Robin Williams and Depression

by Dr. Linda Johnston, Clinical Psychologist

We are all very saddened by the loss of this talented comedian, exceptionally intelligent and creative man, generous humanitarian, and contributor to so many of our lives. I write in order to attempt to answer a question I have been asked too many times in the past few weeks from clients who are experiencing or have experienced depression; namely “If Robin Williams can’t manage depression and kills himself, what makes me think I will be able to manage my depression?”

First, be cautious about what you read, about getting as much information as you can and about how statements are worded. From my own reading about his circumstances, it appears that Robin Williams had been experiencing a combination of depression, cocaine addiction and alcoholism for many years. Apparently he was clean and sober for almost twenty years but relapsed in the 2000’s. Nonetheless, it appears that he had quite recently received additional rehab treatment. Information is lacking about whether or not he was clean and sober around the time of his taking of his life. Questions are raised in the articles I have read concerning adequate treatment with medication and therapy. Articles hint at his not having been successful finding a medication that helped adequately and also the need for therapy. Although doctors who did not treat Robin comment about regretting that he had not tried such treatments as ECT and TSM (used for treatment resistant cases of depression), indicating that they feel he “could have been saved”, some articles do and others do not point out that there are serious predicable side effects (such as confusion and permanent memory loss for ECT) that would very likely have been rejected by someone requiring immediate, razor-sharp replies from a sharp and focussed intellect.

Then there appear to have been serious medical and personal factors at work as well. Having received a diagnosis of Parkinson’s disease no doubt had a very serious negative and depressive effect for such an energetic, intelligent, and creative man. In addition, his career appears to have begun to decline with the failure of his recent return to TV and cancellation of that series as well as a lack of leading movie roles.

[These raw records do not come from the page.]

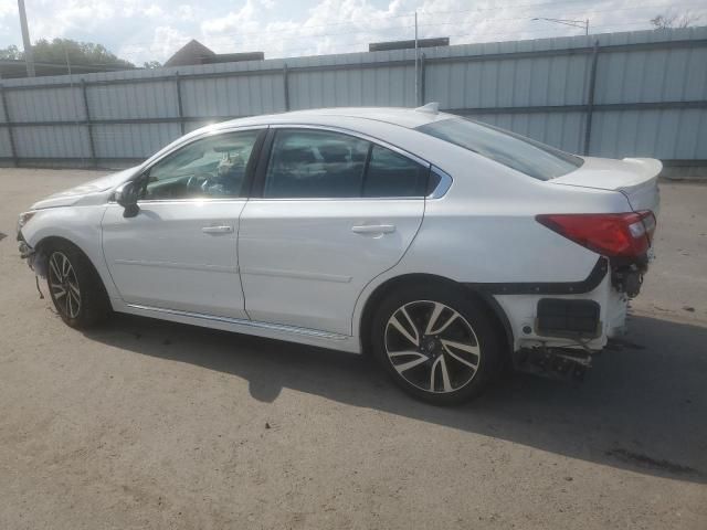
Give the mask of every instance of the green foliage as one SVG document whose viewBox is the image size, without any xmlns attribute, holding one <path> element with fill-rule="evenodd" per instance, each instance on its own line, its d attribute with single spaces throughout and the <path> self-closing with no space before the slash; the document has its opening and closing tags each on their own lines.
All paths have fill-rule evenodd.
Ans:
<svg viewBox="0 0 707 530">
<path fill-rule="evenodd" d="M 8 47 L 0 47 L 0 59 L 22 59 L 23 53 L 14 44 Z"/>
<path fill-rule="evenodd" d="M 71 39 L 54 39 L 50 42 L 40 39 L 32 46 L 32 51 L 35 63 L 66 64 L 68 60 L 70 64 L 135 67 L 133 63 L 110 53 L 103 44 L 93 42 L 77 42 Z M 11 45 L 0 49 L 0 59 L 22 60 L 24 52 Z"/>
</svg>

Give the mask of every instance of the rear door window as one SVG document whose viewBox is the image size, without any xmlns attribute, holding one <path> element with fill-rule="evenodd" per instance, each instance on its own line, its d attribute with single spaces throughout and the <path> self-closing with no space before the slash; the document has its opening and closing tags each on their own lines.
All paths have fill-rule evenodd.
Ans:
<svg viewBox="0 0 707 530">
<path fill-rule="evenodd" d="M 435 138 L 468 149 L 538 180 L 574 171 L 583 160 L 507 130 L 466 118 L 450 118 L 418 127 Z"/>
<path fill-rule="evenodd" d="M 270 155 L 263 197 L 423 197 L 428 176 L 428 166 L 355 136 L 279 129 Z"/>
<path fill-rule="evenodd" d="M 360 197 L 368 148 L 368 141 L 338 132 L 278 130 L 263 197 Z"/>
</svg>

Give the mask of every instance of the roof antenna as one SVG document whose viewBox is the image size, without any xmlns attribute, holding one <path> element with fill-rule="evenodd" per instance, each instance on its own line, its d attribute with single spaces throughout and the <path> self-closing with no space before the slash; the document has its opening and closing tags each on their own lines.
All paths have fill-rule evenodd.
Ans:
<svg viewBox="0 0 707 530">
<path fill-rule="evenodd" d="M 439 114 L 440 113 L 440 103 L 431 102 L 426 105 L 415 108 L 418 113 L 428 113 L 428 114 Z"/>
</svg>

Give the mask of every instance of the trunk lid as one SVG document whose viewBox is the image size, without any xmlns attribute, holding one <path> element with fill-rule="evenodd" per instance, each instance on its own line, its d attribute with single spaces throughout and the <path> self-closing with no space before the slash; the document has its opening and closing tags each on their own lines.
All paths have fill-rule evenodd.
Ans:
<svg viewBox="0 0 707 530">
<path fill-rule="evenodd" d="M 548 182 L 619 191 L 634 211 L 651 210 L 657 215 L 661 204 L 658 174 L 662 169 L 661 161 L 653 158 L 612 160 L 584 157 L 584 163 L 577 171 Z"/>
</svg>

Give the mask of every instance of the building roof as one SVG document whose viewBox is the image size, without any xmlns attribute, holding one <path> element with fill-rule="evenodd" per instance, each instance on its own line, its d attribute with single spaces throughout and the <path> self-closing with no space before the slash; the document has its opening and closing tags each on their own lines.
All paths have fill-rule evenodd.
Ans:
<svg viewBox="0 0 707 530">
<path fill-rule="evenodd" d="M 240 61 L 262 61 L 263 52 L 215 53 L 192 39 L 165 62 L 165 66 L 189 66 L 194 64 L 235 63 Z"/>
</svg>

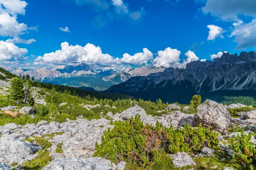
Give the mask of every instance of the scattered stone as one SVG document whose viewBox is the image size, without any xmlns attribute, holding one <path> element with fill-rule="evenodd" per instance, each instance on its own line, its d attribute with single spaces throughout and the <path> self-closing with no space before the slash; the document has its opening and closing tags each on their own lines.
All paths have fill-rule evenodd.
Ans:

So the answer, or question for people experiencing depression would be how many of these plural domains in your life are also being impacted to such a serious extent? Depression superimposed on a dual addiction, superimposed on a degenerative disease for which there is no cure, superimposed on a decline or disappearance of your career and your public persona. When depression co-exists with this number of factors, it is extremely important to have ALL of the challenges addressed. Fortunately, few of us have to deal with as many simultaneous challenges as did this dear and unfortunate man, and for those who do, please seek help immediately.

 Additionally, I must add my concern about the ongoing difficulty our first world culture continues to have about fully recognizing and positively dealing with mental health issues; it is very sad that even in Hollywood, where more and more admissions of mental illness are documented, a star has to end their life possibly in part from shame and hopelessness and possibly from lack of full support, encouragement and acknowledgment of the reality of their challenges.